Jour de pluie
Janvier, cette façon qu’a la nuit de déborder sur le jour, d’étaler ses couleurs de plomb sur un paysage enfin dompté. Plus rien ne bouge sur l’horizon balafré des pluies. Café, stylo, son frottement sur la page tandis que l’œil s’égare sur l’écran. Les bénéfices d’Apple, prise d’otage à Sydney, le fantôme d’EL à Tripoli… Les pensées filent sur la nappe, dérapent sur un mot : La Lybie et soudain je revois Béninah par le hublot dans le soleil de juillet. Béninah en 1971, c’est juste un bout de désert qui plonge dans la Méditerranée. Le charter Gatwick-Mahébourg s’est posé sur le tarmac en cette fin de matinée d’été. Plus de 40° à l’ombre mais voilà de l’ombre il n’y en a pas et la climatisation est coupée le temps du ravitaillement. Les officiels de l’aéroport ont déclaré : « Seuls les blancs peuvent débarquer » les autres, c'est-à-dire plus de 80% des passagers, sont des mauriciens qui rentrent au pays pour les vacances.

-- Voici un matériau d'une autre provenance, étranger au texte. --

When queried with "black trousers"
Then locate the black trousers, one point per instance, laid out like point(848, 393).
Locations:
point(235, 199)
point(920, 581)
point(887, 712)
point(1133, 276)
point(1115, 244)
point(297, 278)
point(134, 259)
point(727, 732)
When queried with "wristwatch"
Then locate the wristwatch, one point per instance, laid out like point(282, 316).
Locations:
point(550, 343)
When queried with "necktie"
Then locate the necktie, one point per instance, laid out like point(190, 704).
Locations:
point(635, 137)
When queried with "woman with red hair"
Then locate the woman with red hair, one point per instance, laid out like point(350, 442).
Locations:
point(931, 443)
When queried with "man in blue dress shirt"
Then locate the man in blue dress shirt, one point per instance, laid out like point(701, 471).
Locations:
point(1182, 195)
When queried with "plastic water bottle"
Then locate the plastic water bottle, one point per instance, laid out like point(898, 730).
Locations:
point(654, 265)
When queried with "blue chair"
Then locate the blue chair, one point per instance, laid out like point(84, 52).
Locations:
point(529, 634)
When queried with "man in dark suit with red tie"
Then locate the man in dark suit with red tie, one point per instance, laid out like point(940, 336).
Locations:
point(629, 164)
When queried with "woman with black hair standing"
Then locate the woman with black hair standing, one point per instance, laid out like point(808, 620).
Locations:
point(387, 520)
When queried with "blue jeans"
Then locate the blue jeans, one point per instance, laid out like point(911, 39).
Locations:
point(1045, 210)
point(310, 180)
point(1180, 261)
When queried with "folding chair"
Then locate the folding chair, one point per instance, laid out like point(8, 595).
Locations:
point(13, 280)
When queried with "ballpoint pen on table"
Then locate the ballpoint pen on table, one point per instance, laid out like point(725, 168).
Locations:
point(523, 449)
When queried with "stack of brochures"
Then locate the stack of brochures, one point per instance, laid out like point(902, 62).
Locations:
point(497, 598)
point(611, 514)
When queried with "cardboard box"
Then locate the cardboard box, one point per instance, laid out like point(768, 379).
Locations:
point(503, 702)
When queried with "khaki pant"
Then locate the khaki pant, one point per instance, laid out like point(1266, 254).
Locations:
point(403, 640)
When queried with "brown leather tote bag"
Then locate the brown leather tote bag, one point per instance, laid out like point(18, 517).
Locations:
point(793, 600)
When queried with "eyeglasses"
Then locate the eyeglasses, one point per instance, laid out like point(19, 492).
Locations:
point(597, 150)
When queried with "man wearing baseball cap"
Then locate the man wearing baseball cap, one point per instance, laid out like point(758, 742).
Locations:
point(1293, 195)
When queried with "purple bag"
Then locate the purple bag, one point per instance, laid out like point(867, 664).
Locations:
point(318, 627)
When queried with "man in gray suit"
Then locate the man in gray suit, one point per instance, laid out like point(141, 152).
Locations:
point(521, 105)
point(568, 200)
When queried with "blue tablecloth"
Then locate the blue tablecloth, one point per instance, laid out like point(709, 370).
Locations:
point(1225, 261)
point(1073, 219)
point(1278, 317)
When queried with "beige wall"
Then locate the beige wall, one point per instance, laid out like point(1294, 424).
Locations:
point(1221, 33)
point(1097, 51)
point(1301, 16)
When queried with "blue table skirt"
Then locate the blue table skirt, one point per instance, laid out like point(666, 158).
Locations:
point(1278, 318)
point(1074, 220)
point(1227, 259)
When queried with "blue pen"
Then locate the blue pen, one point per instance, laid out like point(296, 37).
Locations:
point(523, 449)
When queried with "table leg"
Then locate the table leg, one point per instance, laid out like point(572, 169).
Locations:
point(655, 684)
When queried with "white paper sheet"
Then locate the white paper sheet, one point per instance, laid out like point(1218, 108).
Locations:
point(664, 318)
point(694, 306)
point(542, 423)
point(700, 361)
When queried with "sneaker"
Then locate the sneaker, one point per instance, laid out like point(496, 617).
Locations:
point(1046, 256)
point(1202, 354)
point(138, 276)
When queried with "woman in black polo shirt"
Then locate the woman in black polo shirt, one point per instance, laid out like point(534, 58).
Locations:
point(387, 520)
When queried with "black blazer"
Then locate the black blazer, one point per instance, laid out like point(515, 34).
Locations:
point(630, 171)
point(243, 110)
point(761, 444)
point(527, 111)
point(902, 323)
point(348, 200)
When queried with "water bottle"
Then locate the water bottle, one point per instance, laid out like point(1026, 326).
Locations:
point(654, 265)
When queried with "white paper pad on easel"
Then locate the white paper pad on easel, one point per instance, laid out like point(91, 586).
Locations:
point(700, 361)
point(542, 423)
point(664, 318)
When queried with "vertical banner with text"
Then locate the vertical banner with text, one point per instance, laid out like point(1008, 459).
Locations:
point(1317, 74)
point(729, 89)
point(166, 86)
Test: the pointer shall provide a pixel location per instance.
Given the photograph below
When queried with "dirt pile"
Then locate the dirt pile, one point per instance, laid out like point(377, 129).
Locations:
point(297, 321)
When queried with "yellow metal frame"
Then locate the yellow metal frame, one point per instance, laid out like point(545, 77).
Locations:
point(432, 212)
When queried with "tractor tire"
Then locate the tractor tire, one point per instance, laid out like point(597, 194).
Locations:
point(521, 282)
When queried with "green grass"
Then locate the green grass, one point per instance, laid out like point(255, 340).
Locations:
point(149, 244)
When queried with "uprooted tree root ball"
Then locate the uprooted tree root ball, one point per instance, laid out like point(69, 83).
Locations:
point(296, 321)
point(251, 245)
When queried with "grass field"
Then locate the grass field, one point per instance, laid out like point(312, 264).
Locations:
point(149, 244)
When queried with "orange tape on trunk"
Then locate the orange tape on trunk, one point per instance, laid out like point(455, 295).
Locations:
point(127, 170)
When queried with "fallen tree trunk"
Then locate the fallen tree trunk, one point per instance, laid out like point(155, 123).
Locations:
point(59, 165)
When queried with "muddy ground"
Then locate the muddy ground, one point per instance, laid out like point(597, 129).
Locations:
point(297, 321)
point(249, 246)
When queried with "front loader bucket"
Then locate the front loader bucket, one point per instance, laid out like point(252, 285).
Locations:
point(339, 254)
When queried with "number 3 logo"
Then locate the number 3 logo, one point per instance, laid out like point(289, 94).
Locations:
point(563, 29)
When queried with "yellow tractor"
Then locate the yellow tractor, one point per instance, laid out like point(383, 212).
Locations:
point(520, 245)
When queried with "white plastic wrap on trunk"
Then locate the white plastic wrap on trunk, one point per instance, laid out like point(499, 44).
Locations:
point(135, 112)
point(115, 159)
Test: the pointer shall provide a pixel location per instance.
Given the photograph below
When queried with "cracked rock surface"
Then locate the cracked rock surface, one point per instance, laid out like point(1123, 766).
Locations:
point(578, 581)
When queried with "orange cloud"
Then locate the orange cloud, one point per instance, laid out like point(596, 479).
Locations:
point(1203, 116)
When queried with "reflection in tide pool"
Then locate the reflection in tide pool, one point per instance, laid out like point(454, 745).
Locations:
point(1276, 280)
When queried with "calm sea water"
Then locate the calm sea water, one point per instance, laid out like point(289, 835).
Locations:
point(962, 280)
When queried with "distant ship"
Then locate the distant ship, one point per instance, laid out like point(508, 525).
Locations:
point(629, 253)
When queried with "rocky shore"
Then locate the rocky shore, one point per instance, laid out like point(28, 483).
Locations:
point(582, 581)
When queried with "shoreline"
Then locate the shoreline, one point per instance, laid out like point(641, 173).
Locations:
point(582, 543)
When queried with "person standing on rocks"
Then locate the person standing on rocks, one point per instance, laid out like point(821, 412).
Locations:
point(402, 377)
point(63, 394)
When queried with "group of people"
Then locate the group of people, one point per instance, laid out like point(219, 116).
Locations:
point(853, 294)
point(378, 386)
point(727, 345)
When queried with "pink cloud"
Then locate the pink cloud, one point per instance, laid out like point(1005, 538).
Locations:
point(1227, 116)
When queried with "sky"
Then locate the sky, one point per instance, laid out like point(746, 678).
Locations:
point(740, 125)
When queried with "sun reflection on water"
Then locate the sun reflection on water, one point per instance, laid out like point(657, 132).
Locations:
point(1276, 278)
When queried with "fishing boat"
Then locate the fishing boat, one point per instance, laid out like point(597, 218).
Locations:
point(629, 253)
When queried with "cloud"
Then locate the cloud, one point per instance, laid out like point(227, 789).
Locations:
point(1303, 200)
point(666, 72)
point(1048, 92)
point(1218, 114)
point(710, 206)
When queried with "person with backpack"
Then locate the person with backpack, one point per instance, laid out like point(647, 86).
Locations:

L’équipage et les quelques européens dont je fais partie, ne descendront pas. Solidarité dans la fournaise, inquiétude muette pour écouter les hurlements des enfants et puis j’ai tout oublié, attendu comme un légume que l’enfer s’étire dans la carlingue surchauffée. On a décollé dans un silence de plomb, abusé des ventilations jusqu’à Entebbe, deuxième station, terre promise au bord du lac Victoria où on nous a offert de l’eau et une improbable douche. C’est ce jour-là que j’ai vu les neiges du Kilimandjaro. Le soir à Mahébourg il avait plu. La foule courait vers les passagers, je me souviens d’une robe jaune comme une fleur que je suivais des yeux.
Béninah et Entebbe sont deux cauchemars englués dans le souvenir de leurs dictateurs et pour les neiges du Kilimandjaro le pronostic n’est pas terrible non plus mais il y a surement quelque chose de bien dans cette foutue journée de pluie. J'y retourne.